The investment objective of the Neptune China Fund is to generate capital growth from investment predominantly in Chinese securities, or in the securities issued by companies transacting a significant proportion of their business in China.
China's economic growth is moderating, but in a desirable way, reducing the risk of overheating and easing inflationary pressures. Whilst not immune to the global macroeconomic slowdown (most evident in the hard-hit export sector, which the Fund has long avoided), the majority of China's growth is generated domestically, leaving the country in a position of considerable strength and insulation.The quarter saw signs that Beijing is preparing to support the economy, as its fears of overheating growth and runaway inflation have been allayed.Yet this positive outlook has not been reflected in equity market performance. As the credit crisis fallout gained traction and panic gripped global markets, a combination of extremely negative global risk appetite and international deleveraging ensured no market was spared in one of the most volatile periods in market history.However, the reverse side of this process is that our favoured themes in this long-term quality growth story are investable at cheaper multiples. These themes remain largely unchanged: infrastructure-facing stocks benefiting from China's large-scale development build-out, and the importance of the Chinese consumer and the rise of domestic consumption.

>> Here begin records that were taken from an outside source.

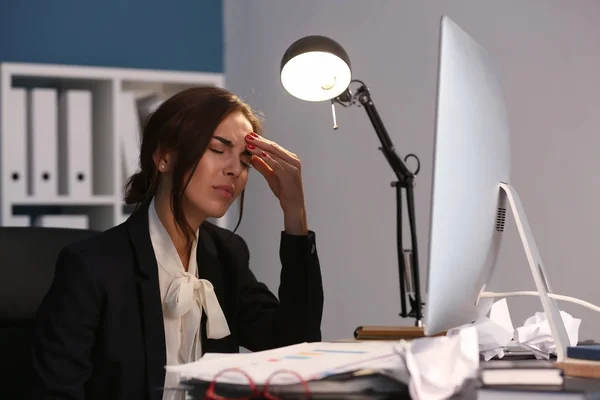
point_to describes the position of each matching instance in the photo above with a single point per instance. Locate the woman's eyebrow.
(229, 144)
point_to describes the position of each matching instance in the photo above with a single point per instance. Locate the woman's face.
(222, 172)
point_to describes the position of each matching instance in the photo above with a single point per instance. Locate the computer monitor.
(471, 187)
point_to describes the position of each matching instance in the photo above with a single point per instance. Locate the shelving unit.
(104, 207)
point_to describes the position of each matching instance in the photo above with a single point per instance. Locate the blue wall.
(156, 34)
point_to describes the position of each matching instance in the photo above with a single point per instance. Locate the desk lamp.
(317, 68)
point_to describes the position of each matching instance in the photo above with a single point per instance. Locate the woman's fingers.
(261, 166)
(273, 148)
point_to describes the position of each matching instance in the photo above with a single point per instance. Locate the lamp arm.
(405, 180)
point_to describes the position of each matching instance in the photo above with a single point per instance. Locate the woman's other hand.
(282, 170)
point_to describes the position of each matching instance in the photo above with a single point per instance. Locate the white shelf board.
(107, 73)
(66, 201)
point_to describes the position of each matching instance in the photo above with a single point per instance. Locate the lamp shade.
(315, 68)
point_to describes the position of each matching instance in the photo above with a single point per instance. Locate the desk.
(347, 387)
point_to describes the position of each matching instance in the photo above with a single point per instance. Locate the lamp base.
(380, 332)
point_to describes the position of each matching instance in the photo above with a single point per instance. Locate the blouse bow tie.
(186, 297)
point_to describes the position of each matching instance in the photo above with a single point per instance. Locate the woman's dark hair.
(184, 124)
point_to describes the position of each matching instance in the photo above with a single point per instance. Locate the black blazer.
(99, 332)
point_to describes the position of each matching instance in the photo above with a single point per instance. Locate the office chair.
(27, 261)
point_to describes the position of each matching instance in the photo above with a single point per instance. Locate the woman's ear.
(163, 160)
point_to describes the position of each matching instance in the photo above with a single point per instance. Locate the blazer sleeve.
(65, 328)
(267, 321)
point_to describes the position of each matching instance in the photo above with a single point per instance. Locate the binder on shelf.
(15, 139)
(63, 221)
(19, 220)
(129, 134)
(75, 143)
(42, 143)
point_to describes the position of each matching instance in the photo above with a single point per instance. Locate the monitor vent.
(500, 219)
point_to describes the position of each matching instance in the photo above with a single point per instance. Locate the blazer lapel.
(210, 268)
(150, 303)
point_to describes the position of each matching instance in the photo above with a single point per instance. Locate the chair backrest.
(27, 262)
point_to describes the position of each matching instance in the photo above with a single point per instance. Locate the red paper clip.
(210, 392)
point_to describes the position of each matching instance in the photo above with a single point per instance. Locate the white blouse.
(183, 298)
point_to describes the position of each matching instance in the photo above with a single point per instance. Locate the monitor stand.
(557, 327)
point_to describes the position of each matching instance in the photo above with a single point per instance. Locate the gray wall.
(550, 53)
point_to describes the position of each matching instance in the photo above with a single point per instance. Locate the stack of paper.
(308, 361)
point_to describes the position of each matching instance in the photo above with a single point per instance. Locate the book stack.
(582, 361)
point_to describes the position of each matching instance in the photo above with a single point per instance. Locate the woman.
(167, 286)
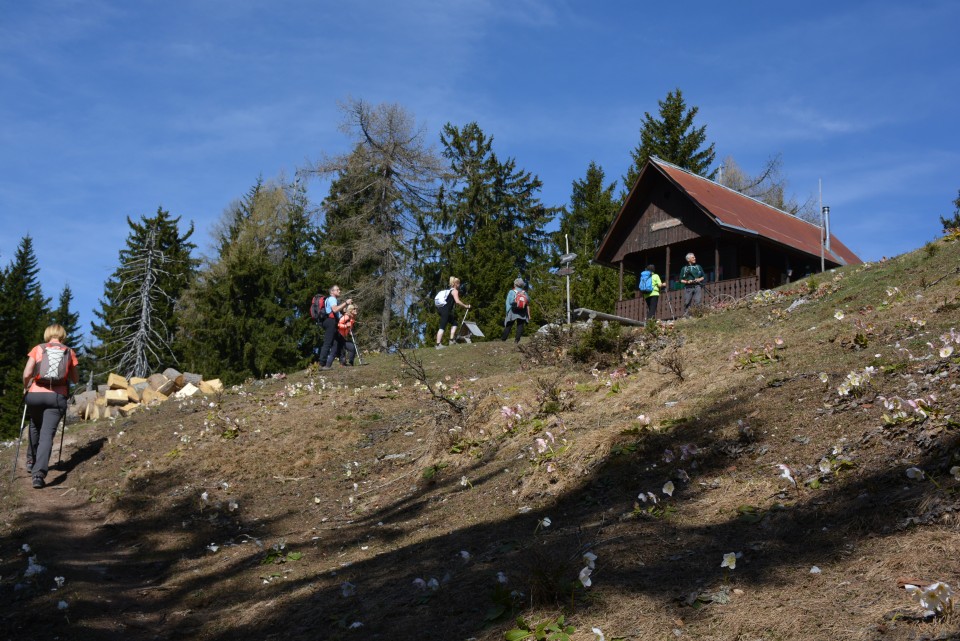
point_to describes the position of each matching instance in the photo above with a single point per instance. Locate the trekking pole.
(63, 428)
(16, 456)
(356, 347)
(460, 327)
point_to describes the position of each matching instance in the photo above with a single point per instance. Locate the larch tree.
(952, 223)
(246, 314)
(768, 186)
(137, 314)
(672, 136)
(378, 193)
(24, 313)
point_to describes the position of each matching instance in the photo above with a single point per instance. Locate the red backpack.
(521, 301)
(316, 306)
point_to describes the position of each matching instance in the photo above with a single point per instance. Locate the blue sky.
(112, 109)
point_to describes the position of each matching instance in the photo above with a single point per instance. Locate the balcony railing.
(671, 302)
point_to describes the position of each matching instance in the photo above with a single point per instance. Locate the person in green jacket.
(652, 297)
(692, 277)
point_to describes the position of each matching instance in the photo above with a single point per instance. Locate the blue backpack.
(646, 282)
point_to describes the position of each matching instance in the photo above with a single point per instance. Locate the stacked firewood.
(121, 396)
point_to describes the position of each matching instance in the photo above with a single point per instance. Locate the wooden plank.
(117, 397)
(115, 381)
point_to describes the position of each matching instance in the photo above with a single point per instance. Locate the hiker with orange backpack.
(445, 300)
(332, 310)
(518, 310)
(51, 367)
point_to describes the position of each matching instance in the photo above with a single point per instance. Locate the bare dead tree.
(141, 337)
(413, 368)
(382, 185)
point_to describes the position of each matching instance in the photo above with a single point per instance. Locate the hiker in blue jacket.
(518, 310)
(332, 308)
(692, 277)
(650, 278)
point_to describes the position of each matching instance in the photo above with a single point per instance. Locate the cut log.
(187, 391)
(174, 376)
(132, 395)
(115, 381)
(117, 397)
(211, 387)
(162, 384)
(151, 395)
(129, 409)
(157, 380)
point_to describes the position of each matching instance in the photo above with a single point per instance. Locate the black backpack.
(317, 307)
(52, 366)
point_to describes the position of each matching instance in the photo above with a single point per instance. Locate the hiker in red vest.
(51, 367)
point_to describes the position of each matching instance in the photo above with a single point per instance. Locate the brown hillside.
(358, 505)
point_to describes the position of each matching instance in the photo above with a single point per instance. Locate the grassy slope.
(334, 468)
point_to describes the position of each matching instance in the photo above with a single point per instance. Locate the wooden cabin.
(743, 245)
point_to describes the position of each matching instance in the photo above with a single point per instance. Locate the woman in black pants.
(51, 367)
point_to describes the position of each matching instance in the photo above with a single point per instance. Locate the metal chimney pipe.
(826, 226)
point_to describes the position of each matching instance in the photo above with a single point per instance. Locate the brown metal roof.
(732, 209)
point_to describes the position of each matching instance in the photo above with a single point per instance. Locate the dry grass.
(376, 483)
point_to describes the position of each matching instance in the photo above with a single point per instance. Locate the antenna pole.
(566, 239)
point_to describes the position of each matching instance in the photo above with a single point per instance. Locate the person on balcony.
(691, 277)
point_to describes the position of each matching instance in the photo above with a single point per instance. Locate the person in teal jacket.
(692, 277)
(653, 296)
(516, 313)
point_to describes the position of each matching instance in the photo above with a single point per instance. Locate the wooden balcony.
(671, 302)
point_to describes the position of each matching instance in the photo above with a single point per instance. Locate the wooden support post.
(620, 290)
(666, 273)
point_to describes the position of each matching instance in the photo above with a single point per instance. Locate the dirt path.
(104, 585)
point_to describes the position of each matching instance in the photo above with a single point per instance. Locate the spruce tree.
(950, 224)
(137, 313)
(381, 188)
(592, 210)
(489, 229)
(672, 137)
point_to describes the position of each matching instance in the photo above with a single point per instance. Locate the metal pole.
(567, 240)
(822, 263)
(359, 360)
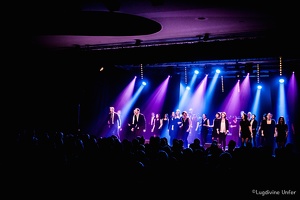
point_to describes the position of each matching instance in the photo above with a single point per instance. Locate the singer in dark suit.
(113, 122)
(138, 123)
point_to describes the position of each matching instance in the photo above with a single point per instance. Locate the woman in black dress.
(281, 132)
(245, 130)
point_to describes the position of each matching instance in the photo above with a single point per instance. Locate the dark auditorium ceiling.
(170, 33)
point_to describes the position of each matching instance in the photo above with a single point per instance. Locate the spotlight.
(248, 68)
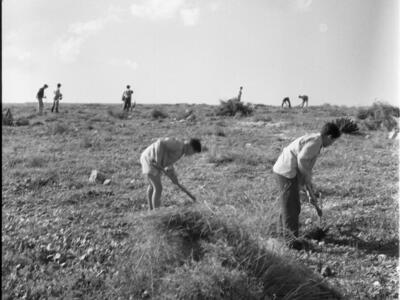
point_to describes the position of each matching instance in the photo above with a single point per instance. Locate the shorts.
(147, 167)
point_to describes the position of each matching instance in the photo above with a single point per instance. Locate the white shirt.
(299, 157)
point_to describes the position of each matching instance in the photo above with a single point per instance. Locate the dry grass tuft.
(195, 253)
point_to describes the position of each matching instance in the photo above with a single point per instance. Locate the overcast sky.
(200, 51)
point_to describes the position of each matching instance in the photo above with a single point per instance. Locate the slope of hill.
(65, 237)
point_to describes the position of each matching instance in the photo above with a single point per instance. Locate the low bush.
(122, 115)
(158, 114)
(22, 122)
(59, 128)
(232, 107)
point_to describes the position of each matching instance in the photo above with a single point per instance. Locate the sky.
(202, 51)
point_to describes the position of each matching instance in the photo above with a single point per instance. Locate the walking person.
(127, 98)
(293, 168)
(40, 95)
(304, 99)
(286, 101)
(163, 154)
(57, 98)
(239, 97)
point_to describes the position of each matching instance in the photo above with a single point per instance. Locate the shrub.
(158, 114)
(233, 107)
(182, 115)
(59, 128)
(122, 115)
(22, 122)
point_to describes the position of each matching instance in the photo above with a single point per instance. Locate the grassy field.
(63, 237)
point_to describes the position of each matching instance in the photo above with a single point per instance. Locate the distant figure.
(240, 94)
(127, 98)
(286, 100)
(40, 95)
(305, 100)
(8, 118)
(57, 98)
(163, 154)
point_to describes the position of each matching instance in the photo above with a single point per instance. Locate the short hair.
(331, 129)
(195, 144)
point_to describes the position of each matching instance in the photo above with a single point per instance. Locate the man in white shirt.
(163, 154)
(127, 98)
(294, 167)
(57, 98)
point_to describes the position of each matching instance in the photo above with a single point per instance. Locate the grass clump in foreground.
(193, 253)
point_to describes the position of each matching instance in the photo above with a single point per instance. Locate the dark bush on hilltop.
(379, 115)
(233, 107)
(158, 114)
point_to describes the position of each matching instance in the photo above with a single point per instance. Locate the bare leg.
(150, 196)
(155, 181)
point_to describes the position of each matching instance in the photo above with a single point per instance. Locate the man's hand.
(171, 174)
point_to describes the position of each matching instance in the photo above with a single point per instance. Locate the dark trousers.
(55, 105)
(290, 205)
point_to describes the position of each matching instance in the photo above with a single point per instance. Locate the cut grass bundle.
(347, 126)
(378, 115)
(194, 253)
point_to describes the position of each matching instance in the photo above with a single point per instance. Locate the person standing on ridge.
(127, 98)
(40, 95)
(286, 100)
(240, 94)
(305, 100)
(57, 98)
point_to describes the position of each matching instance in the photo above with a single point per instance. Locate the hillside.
(65, 237)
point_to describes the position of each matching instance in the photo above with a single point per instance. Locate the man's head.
(330, 132)
(193, 146)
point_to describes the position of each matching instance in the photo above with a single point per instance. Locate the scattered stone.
(96, 177)
(376, 283)
(308, 221)
(382, 257)
(326, 271)
(393, 134)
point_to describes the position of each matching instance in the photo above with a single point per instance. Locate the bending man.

There are expectations of interest rate cuts and stimulatory fiscal measures to promote growth in the short term, and the government's position of fiscal strength and current account surplus gives it the ability as well as the will to do so.In summary, we believe that the Neptune China Fund is well positioned to deliver continued outperformance, both in these turbulent times and taking advantage of the enormous potential for continued Chinese growth over the long term.